Why it matters: Load-based permit limits for total nitrogen and phosphorus mean that reducing storm-driven flows has direct regulatory and cost benefits for the town. Brian and operations staff said the city’s ARPA-funded projects (Broad Street, Roberts Mill, Meadowbrook and similar efforts) appear to have substantially reduced peak wet-weather flows and helped the plant meet permit conditions in recent years.
Staff described terracotta (clay) mains in older downtown neighborhoods as a primary source of infiltration. Brian said mapping shows completed work in Meadowbrook and near the elementary school but flagged Old Town (Middle Street, George Street, Cloverberry) as a remaining, technically challenging priority.
Operations staff (Kevin) gave concrete examples of reduced peaks: where a 1.5-inch rain once drove plant influent from ~500,000 gallons per day to over 2,000,000–2,500,000 gpd, post-rehab events now tend to remain well under 1,000,000 gpd in comparable conditions. “We have cut a lot of water out of that system, but there is still a lot to go,” Kevin said.

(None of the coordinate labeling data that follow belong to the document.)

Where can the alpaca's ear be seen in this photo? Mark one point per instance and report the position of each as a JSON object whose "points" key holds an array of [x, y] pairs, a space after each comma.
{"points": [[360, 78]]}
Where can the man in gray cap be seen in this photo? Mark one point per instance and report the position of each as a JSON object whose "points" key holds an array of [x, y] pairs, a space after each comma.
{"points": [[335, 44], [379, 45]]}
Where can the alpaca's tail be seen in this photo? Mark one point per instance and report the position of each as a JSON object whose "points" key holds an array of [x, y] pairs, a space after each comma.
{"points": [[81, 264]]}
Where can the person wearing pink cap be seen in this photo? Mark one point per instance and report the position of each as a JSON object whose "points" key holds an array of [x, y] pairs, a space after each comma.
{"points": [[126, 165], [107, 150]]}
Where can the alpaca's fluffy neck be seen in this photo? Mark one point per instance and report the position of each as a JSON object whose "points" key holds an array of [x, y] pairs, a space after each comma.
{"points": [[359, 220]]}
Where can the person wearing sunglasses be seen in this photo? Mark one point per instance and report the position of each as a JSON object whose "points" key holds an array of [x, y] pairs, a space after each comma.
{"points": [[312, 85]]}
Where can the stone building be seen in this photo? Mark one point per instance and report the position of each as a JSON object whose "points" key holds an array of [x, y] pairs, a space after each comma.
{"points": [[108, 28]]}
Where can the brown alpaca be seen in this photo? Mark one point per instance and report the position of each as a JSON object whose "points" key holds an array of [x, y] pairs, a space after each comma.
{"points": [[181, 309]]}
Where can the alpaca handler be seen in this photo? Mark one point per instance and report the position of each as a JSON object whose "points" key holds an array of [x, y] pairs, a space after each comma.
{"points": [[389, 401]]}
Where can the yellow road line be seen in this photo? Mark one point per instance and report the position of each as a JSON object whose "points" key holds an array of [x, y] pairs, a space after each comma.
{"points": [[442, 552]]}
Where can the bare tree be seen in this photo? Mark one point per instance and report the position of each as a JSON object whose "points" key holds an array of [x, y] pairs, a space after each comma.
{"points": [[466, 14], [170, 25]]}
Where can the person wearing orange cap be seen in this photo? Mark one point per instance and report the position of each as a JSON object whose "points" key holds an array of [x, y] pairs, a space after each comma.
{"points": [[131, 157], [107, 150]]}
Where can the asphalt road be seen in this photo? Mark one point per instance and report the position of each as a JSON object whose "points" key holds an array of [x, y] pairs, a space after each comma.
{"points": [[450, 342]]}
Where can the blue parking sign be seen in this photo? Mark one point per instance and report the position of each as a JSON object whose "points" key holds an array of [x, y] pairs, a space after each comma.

Councilors pressed for evidence of program effectiveness. Brian and staff recommended a targeted flow-monitoring deployment (meters plus a rain gauge) to collect apples-to-apples before/after comparisons and to verify which projects produce the greatest reductions. Staff recalled a 2020 deployment of seven meters and one rain gauge that cost $32,560 and said an updated deployment today would likely cost between $45,000 and $70,000 depending on scope and inflation.
The council asked staff to prepare a memo with a recommended scope, goals and a vendor cost proposal in time for the May budget discussions. Brian said the monitoring would not prove a single project’s exact gallons saved but would provide a clearer picture of trends and better inform project prioritization.
The meeting proceeded to capital planning and budget items after the technical discussion; council agreed to consider whether to fund the proposed meters in the FY27 budget.